Currently enjoying something of a resurgence, in simple terms, machine learning is where a computer system learns how to perform a task rather than being programmed how to do so. This description of machine learning dates all the way back to 1959 when it was coined by Arthur Samuel, a pioneer of the field who developed one of the world’s first self-learning systems, the Samuel Checkers-playing Program.
To learn, these systems are fed huge amounts of data, which they then use to learn how to carry out a specific task, such as understanding speech or captioning a photograph. The quality and size of this dataset are important for building a system able to carry out its designated task accurately. For example, if you were building a machine-learning system to predict house prices, the training data should include more than just the property size, but other salient factors such as the number of bedrooms or the size of the garden.
The key to machine learning success is neural networks. These mathematical models are able to tweak internal parameters to change what they output. A neural network is fed datasets that teach it what it should spit out when presented with certain data during training. In concrete terms, the network might be fed greyscale images of the numbers between zero and 9, alongside a string of binary digits — zeroes and ones — that indicate which number is shown in each greyscale image.
The network would then be trained, adjusting its internal parameters until it classifies the number shown in each image with a high degree of accuracy. This trained neural network could then be used to classify other greyscale images of numbers between zero and 9. Such a network was used in a seminal paper showing the application of neural networks published by Yann LeCun in 1989 and has been used by the US Postal Service to recognise handwritten zip codes.
The structure and functioning of neural networks are very loosely based on the connections between neurons in the brain. Neural networks are made up of interconnected layers of algorithms that feed data into each other. They can be trained to carry out specific tasks by modifying the importance attributed to data as it passes between these layers. During the training of these neural networks, the weights attached to data as it passes between layers will continue to be varied until the output from the neural network is very close to what is desired. At that point, the network will have ‘learned’ how to carry out a particular task. The desired output could be anything from correctly labelling fruit in an image to predicting when an elevator might fail based on its sensor data.
A subset of machine learning is deep learning, where neural networks are expanded into sprawling networks with a large number of sizeable layers that are trained using massive amounts of data. These deep neural networks have fuelled the current leap forward in the ability of computers to carry out tasks like speech recognition and computer vision.

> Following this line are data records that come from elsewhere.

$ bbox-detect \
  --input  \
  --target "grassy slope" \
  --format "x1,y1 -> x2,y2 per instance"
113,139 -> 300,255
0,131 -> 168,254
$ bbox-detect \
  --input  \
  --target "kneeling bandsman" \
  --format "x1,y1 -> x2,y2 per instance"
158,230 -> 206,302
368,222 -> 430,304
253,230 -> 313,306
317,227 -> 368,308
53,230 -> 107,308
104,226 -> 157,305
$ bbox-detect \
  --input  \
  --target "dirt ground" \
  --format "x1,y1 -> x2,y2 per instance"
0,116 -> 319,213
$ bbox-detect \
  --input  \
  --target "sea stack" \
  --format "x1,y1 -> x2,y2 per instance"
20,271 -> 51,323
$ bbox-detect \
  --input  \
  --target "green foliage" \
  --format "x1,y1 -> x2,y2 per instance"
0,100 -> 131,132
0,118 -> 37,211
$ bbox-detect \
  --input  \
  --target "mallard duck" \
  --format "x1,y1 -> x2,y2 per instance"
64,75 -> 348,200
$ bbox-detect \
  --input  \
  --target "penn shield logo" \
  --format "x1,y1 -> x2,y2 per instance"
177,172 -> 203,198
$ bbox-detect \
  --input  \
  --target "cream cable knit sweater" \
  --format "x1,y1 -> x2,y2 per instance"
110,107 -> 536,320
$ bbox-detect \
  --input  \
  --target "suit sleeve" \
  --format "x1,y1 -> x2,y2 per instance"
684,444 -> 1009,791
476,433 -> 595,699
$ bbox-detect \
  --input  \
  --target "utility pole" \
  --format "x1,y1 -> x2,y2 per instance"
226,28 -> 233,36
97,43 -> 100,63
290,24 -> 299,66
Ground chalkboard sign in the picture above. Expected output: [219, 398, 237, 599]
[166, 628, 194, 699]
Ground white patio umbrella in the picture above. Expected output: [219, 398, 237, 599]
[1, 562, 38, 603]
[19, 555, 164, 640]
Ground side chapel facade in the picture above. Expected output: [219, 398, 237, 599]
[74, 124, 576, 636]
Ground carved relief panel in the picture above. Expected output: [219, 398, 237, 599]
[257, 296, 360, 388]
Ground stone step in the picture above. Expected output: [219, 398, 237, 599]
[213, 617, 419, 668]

There are various types of neural networks with different strengths and weaknesses. Recurrent Neural Networks (RNN) are a type of neural net particularly well suited to Natural Language Processing (NLP) — understanding the meaning of text — and speech recognition, while convolutional neural networks have their roots in image recognition and have uses as diverse as recommender systems and NLP.
The design of neural networks is also evolving, with researchers refining a more effective form of deep neural network called long short-term memory or LSTM — a type of RNN architecture used for tasks such as NLP and for stock market predictions – allowing it to operate fast enough to be used in on-demand systems like Google Translate.